Bishop Thomas O'Brien's defense team revealed Thursday it has possession of a car that may have run over the pedestrian that the former leader of the Roman Catholic Diocese of Phoenix struck first in a fatal hit-and-run.
A Phoenix police spokeswoman acknowledged that detectives have always had the information that could have led them to the car, but simply missed seeing it. A license number was buried in transcripts of radio transmissions.
Evidence at the June 14 crash shows that Jim L. Reed, 43, was dragged almost 70 feet by a second car after a car identified as O'Brien's struck him, according to police reports.
"We have never stopped looking for this second vehicle," Sgt. Lauri Williams said.
O'Brien is charged with one count of leaving the scene of a fatal crash and is set to stand trial Jan. 12.
O'Brien's attorney, Tom Henze, declined comment, but a motion filed Thursday said defense investigators tracked down the car through public records and "have taken a statement from the driver of the second car which places him at the scene of the accident on June 14."
The driver neither admits to involvement in the crash nor seeing it, the motion states.
The motion also said the defense has "obtained the vehicle and secured its possession" and there is evidence on it that could be relevant to the bishop's case and the police investigation.
Barnett Lotstein, a spokesman for the Maricopa County Attorney's Office, the agency prosecuting O'Brien, said the discovery of the second car "in no way impacts" the bishop's case.
If it is the second car, he said, the case against the driver would be separate from O'Brien's.
"We're somewhat concerned that the defense attorney had in their possession specific information which may relate to a second crime and has withheld this information for a substantial amount of time," Lotstein said.

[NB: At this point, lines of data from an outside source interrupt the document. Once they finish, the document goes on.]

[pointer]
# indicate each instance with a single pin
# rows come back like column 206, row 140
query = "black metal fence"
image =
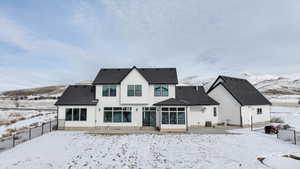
column 27, row 134
column 289, row 135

Police had the information on the second car in radio transmissions, Williams said.
A police helicopter spotted a driver of a gold car — same color as O'Brien's — looking at the undercarriage of his car near the crash a short time afterwards, she said.
A patrol car began following the car but the officer decided not to pull it over when the license plate did not match the bishop's Buick, Williams said.
The patrol officer broadcast the second car's license number.
"It's like looking for your glasses when they're on top of your head," Williams said.
Police still aren't sure, though, that the car the defense has was involved in the crash.
"We're going to find another investigator to track that end of the case from this point on and we're going to see internally if there was something we could have done better to make sure we're reviewing these cases thoroughly," Williams said.
Prosecutors and defense attorneys are scheduled to meet today in Maricopa County Superior Court to argue pretrial motions and hash out with Judge Stephen Gerst what information the jury can hear.
O'Brien resigned from his position at the Phoenix diocese June 18.
He told investigators he was traveling on Glendale Avenue near 19th Avenue when he felt an impact he believed to be a rock thrown at him or a large animal, but drove on without stopping, police reports state.
He drove the car the next day with a crushed windshield and on June 16 called his secretary to set up a windshield repair.
A couple of weeks before the crash, O'Brien acknowledged he had covered up for priests accused of abusing children in the diocese.